Design of a 1-bit adder-subtractor with additional carry/borrow input

Question

I have to design a 1-bit binary adder/subtractor unit that can both add or subtract two input values A and B depending on a control input C (it is assumed that two's complement is used).

Also, the adder/subtractor has an additional input \$C_{in}\$ for a previous borrow or carry. When subtraction is to be performed and the borrow input is 1, an additional subtraction of 1 is to be done. There are two outputs, one for the borrow/carry and one for the sum.

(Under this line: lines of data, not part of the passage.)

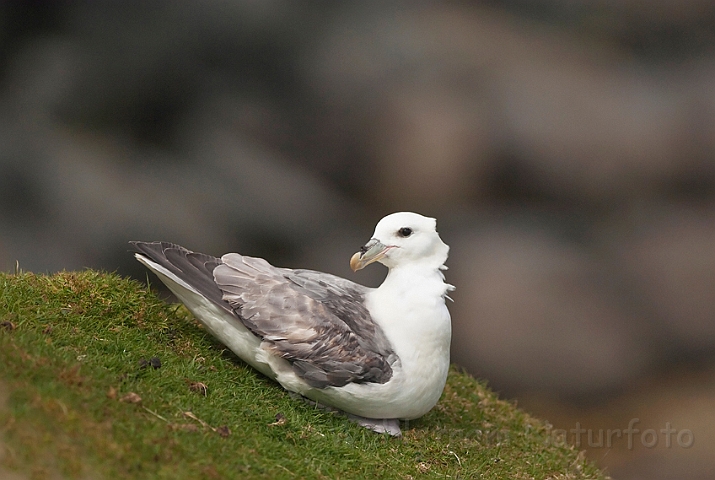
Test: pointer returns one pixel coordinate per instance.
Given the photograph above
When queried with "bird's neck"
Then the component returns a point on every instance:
(406, 278)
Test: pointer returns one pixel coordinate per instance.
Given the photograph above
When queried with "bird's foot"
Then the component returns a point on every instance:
(379, 425)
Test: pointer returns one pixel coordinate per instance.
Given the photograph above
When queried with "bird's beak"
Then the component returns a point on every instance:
(372, 251)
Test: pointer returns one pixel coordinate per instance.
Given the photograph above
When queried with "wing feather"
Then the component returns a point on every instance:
(316, 321)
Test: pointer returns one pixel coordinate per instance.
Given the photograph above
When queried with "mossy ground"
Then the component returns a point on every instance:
(81, 400)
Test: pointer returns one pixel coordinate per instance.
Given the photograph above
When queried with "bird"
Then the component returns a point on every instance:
(379, 355)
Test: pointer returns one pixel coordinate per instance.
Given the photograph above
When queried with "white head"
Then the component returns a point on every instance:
(403, 238)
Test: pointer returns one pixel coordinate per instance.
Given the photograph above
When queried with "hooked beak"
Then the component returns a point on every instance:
(371, 252)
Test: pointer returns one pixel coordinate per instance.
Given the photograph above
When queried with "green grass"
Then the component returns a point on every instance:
(71, 351)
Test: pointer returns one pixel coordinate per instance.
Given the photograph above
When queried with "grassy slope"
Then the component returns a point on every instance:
(71, 346)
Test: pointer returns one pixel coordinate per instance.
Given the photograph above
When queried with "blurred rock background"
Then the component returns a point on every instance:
(567, 149)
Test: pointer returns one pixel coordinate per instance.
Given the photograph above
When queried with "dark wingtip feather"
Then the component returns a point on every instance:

How would the corresponding circuit look like?

I thought that (because in two's complement \$ A - B = A + (\bar{B} + 1)\$),

\$ A - B - C_{in} = A + \bar{B} + 1 - C_{in} = A + \bar{B} + \overline{C_{in}} \$

So is it correct that when doing subtraction, all I have to do is invert B and \$C_{in}\$ and feed these inverted values to the inputs of a normal full adder?

Also, how would I construct a 4-bit adder/subtractor from those single 1 bit adder-subtractor cells?

Answer 1

The standard adder / subtract circuit is given by the figure below.For an explanation of how it works please see my previous answer here : Subtraction using adder circuit

Now notice that if you were to change the input that is tied to '0' to Cin, then the circuit would now perform the operation: A + ~B + (Cin ^ SUB), meaning that:

1) it would be a normal Adder/Subtract circuit when Cin is 0.

2) if Cin = 1 and Sub = 1 it would evaluate to:

A + ~B + (1 ^ 1) = A + ~B = A + ~B + 1 - 1 = A + (~B + 1) - 1 = A - B - 1 ,

This means that the normal Add/Sub circuit can achieve the operation you require, all you need to do is change the input tied to '0' your Cin.

You could also design the desired circuit by using the usual method of writing all your possible inputs into a truth table, then deriving the Boolean equations for them, then simplifying them to get your final circuit equation.